Inducible expression of phoR genes from a multicopy plasmid in B. subtilis increases the magnitude of the Pho response
The decreased level of total induced APase activity in the phoR truncation strains could possibly be due to a reduced level of active PhoR protein in the cell. To determine whether the in vivo PhoR protein concentration contributes to the reduced APase levels, multicopy plasmids containing Pspac-controlled phoR mutants were transformed into phoR− strain MH5124. Each transformed cell should carry 5–10 copies of the plasmid (Haima et al., 1990). The strains containing the phoR genes (wild-type or mutated) on a multicopy plasmid were cultured for 12 h in LPDM in the presence of IPTG. The results of these growth curves and APase induction patterns showed that (Fig. 5B–F, ♦) strains harbouring multiple copies of phoR mutant genes in the cell have increased APase production by ≈50% to ≈150% compared with strains containing the same phoR mutation in single copy. In the case of phoR173, the level of APase was restored to wild-type level (Fig. 5D). The pattern of APase induction (Pho induction) was independent of the copy number of the phoR allele. When wild-type phoR was constructed on a multicopy plasmid, in contrast to the increase of APase levels in mutant phoR strains, the level of total induced APase decreased by about 30%. This is probably the result of the overexpression of wild-type phoR gene, which would shift the ratio of PhoP to PhoR protein in vivo, a phenomenon that has been observed during overexpression of phoP in B. subtilis (Liu, 1997).

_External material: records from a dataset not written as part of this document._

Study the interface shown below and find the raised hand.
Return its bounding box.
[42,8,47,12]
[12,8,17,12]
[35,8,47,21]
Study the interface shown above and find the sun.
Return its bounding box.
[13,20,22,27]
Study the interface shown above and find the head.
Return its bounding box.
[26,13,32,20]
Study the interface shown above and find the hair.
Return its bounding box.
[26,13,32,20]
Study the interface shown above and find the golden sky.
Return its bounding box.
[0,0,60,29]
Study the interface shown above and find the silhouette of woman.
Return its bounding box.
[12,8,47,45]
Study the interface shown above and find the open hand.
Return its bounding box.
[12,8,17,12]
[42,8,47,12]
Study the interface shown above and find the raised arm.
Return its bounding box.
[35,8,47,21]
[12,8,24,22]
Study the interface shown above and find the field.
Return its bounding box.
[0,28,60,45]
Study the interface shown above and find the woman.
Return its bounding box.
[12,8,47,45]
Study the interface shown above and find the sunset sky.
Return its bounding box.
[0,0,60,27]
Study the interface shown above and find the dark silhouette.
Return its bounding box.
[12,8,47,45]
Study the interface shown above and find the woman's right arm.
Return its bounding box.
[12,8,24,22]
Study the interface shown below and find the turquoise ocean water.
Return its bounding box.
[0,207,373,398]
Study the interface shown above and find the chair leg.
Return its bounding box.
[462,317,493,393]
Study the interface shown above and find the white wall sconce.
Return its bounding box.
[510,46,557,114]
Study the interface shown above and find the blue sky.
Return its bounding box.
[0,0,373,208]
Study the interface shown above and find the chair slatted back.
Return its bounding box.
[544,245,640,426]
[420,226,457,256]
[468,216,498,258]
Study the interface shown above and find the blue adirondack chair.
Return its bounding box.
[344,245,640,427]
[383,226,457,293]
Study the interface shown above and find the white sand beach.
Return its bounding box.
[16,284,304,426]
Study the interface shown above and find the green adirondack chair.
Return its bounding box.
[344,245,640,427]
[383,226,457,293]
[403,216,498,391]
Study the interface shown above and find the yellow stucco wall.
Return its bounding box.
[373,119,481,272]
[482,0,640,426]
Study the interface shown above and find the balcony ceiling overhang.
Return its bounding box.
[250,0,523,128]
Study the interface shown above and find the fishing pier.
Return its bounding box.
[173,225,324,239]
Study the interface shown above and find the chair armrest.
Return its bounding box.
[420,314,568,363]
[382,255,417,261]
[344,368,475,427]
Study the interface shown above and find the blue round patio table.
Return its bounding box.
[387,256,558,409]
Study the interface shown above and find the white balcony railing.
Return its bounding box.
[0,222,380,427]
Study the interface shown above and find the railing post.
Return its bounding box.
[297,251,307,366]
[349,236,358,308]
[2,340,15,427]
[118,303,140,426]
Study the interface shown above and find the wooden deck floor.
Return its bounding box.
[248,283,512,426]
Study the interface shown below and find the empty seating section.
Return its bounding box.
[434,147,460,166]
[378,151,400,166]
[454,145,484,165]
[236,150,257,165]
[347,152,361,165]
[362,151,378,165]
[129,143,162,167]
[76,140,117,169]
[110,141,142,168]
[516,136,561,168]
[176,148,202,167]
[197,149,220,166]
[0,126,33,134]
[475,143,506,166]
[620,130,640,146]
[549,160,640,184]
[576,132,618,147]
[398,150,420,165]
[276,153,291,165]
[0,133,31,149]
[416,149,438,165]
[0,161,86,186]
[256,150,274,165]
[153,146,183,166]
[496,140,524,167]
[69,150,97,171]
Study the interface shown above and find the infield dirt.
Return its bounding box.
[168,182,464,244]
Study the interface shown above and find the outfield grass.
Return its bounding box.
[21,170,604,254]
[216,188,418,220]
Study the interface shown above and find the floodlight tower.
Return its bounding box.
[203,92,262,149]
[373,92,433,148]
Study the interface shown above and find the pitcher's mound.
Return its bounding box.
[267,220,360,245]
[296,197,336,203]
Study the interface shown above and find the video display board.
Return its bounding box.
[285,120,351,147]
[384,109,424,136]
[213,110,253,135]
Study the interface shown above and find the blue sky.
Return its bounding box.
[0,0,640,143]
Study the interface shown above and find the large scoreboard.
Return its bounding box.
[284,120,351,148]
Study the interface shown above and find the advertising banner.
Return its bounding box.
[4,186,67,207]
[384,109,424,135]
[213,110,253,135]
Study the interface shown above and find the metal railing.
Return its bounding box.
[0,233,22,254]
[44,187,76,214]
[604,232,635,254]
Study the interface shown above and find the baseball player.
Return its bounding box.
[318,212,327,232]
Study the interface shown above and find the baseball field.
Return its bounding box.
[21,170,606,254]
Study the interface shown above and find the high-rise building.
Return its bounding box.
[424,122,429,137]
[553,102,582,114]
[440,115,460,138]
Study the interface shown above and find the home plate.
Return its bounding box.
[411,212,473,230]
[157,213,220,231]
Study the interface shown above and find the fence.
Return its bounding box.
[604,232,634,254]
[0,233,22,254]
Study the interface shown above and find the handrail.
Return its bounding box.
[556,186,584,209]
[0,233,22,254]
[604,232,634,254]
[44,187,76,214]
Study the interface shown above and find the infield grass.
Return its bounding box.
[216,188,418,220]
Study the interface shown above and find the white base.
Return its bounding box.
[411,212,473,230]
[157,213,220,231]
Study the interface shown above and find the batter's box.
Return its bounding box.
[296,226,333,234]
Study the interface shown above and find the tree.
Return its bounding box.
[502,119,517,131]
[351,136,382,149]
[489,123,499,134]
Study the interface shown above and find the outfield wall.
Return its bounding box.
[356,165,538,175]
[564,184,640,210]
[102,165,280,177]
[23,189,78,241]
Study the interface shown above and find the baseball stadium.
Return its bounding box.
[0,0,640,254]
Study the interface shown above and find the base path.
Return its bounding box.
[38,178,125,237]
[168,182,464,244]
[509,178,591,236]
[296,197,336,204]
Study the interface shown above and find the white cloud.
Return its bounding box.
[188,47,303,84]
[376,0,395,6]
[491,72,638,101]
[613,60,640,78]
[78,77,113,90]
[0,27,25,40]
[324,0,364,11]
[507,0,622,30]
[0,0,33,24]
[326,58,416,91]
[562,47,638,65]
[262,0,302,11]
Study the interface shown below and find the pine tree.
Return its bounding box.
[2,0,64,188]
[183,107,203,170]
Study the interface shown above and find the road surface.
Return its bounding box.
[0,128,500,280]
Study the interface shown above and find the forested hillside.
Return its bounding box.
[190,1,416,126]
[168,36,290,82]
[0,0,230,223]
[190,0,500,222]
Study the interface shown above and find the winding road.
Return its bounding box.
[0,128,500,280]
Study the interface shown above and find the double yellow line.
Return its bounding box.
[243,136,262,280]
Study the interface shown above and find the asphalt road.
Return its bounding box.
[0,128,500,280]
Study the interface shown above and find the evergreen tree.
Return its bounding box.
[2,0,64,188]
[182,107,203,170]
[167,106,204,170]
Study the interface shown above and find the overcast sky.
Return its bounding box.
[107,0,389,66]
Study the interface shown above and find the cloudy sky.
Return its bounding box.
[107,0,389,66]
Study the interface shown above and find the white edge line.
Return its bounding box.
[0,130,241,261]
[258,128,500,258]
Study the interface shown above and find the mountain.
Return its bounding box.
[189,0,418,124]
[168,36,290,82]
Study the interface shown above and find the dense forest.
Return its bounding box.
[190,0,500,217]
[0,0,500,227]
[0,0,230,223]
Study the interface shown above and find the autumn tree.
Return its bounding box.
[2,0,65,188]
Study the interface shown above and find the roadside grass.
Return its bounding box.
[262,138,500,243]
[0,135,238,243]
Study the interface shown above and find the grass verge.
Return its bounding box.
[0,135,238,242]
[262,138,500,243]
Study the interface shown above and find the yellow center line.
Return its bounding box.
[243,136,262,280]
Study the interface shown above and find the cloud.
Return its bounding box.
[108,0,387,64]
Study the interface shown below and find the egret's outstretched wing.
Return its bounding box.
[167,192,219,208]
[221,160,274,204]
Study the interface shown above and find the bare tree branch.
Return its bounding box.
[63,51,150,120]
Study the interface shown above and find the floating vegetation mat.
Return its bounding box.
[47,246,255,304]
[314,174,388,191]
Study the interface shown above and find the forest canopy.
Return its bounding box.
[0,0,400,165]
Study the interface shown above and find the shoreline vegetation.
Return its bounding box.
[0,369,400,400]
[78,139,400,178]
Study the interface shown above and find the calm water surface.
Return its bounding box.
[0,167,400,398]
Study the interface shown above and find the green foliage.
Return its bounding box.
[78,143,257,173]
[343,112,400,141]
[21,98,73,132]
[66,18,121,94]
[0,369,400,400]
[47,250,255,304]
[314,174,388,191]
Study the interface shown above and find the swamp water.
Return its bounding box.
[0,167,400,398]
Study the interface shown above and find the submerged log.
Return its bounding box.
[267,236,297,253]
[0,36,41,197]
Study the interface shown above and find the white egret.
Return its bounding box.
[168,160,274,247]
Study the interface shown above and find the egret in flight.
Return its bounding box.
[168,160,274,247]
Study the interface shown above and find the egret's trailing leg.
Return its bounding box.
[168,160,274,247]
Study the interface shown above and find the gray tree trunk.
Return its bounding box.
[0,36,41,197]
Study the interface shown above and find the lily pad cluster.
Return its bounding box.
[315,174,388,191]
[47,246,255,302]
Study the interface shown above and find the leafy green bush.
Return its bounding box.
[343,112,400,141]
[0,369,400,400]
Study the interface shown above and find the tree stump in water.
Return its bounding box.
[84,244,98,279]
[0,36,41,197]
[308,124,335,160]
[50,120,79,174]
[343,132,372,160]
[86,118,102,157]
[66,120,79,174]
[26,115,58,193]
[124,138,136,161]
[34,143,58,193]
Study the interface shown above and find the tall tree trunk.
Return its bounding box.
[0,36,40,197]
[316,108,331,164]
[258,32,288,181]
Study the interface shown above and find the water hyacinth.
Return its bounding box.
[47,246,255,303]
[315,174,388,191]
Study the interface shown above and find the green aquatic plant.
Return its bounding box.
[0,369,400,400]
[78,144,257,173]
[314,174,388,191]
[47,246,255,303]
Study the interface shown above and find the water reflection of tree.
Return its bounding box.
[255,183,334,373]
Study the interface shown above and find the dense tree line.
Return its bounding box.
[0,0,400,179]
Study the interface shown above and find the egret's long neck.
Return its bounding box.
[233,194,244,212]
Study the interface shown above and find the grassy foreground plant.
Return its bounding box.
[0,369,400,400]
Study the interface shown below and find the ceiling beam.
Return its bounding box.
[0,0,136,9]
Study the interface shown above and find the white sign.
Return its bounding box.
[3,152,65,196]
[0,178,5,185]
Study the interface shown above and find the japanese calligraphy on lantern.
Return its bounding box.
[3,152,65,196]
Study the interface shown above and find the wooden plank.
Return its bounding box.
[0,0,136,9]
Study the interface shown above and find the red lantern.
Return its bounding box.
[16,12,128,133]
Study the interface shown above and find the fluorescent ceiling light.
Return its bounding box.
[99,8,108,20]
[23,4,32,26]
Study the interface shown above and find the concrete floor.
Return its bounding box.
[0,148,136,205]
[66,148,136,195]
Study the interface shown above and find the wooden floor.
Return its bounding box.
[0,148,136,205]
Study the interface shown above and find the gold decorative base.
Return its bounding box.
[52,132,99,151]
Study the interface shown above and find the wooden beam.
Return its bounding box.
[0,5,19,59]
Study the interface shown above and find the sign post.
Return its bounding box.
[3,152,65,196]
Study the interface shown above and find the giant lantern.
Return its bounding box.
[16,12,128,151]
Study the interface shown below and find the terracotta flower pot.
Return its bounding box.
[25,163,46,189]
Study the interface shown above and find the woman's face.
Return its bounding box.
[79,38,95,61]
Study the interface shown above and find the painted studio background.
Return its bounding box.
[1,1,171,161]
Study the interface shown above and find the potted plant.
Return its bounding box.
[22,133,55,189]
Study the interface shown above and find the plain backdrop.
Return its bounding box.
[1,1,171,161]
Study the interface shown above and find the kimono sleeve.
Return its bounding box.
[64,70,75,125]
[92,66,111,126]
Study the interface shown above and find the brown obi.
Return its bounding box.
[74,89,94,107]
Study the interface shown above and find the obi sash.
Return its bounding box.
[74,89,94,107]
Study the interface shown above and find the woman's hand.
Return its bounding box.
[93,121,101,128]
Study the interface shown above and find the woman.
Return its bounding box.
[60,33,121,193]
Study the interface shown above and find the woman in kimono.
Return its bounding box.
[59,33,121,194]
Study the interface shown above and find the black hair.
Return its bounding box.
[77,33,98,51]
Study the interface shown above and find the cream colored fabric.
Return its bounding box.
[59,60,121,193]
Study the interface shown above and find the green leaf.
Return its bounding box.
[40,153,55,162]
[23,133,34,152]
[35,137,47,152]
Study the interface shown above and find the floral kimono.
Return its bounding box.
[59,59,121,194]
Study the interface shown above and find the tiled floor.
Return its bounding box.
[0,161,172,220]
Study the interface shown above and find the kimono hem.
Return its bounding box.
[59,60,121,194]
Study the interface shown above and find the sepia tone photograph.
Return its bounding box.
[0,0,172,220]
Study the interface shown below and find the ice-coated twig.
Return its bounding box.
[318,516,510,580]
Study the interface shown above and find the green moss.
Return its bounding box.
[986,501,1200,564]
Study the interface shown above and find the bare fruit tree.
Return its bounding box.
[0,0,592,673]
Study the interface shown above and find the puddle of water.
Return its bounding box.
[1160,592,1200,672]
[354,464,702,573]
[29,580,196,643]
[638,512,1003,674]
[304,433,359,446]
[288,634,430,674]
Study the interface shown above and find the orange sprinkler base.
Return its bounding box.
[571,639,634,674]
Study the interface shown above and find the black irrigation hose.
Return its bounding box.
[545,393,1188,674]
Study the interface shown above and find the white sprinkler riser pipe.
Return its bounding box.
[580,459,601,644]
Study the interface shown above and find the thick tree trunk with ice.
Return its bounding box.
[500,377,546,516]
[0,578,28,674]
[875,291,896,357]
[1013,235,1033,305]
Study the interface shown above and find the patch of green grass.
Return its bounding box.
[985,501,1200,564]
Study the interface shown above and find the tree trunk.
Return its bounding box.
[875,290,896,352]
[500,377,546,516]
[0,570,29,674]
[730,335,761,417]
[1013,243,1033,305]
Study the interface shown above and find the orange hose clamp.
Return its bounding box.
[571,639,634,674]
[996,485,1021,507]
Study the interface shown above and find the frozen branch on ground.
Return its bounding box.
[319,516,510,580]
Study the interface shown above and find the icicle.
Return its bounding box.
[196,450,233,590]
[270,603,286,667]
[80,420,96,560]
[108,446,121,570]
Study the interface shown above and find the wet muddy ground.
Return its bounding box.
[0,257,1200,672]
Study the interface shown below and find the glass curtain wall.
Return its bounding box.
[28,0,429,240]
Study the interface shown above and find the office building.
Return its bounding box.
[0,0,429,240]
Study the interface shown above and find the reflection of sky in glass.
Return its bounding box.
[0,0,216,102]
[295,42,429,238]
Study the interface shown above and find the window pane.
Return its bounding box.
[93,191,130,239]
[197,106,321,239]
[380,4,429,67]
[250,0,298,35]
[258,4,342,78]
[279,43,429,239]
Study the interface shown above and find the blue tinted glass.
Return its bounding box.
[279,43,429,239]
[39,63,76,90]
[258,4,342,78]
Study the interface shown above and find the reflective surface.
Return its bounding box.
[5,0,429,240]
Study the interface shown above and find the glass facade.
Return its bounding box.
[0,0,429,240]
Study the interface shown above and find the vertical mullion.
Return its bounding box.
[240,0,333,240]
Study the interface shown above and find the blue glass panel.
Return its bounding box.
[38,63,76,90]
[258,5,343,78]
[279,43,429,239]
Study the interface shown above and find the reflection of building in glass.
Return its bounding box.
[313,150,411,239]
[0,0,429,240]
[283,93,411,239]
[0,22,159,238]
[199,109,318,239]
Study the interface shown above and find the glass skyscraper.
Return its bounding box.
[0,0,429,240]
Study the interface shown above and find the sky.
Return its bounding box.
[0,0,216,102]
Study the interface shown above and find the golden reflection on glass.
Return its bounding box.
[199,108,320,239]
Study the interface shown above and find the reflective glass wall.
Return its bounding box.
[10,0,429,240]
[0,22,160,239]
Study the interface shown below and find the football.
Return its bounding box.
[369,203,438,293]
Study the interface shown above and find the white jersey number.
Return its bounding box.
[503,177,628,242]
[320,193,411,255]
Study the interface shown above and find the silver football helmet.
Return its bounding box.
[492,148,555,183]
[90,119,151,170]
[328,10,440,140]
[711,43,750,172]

Western-blotting assay for in vivo level of PhoR proteins shows increased PhoR from multicopy vector
To determine whether the increased APase production in strains carrying truncated phoR genes is indeed correlated with the level of IPTG-induced PhoR protein in vivo, Western-blotting assays were performed. Cells from the initial exponential phase (hour 0), the post-exponential phase (hour 7) and stationary phase (hour 11) of the growth in LPDM were collected. Strains MH5703 (phoR173), MH5704 (*phoR) and MH5710 (phoR350), which contain only one copy of the respective mutated phoR gene, contained very low levels of PhoR protein, which in the case of MH5710 was almost non-detectable. Each strain carrying the mutated phoR gene on a multicopy plasmid, MH5713 (phoR173), MH5714 (*phoR) and MH5720 (phoR350), maintained a higher PhoR protein concentration than the PhoR concentration with a single copy. Thus, PhoR protein concentration is correlated with the level of APase production in these strains (Fig. 6).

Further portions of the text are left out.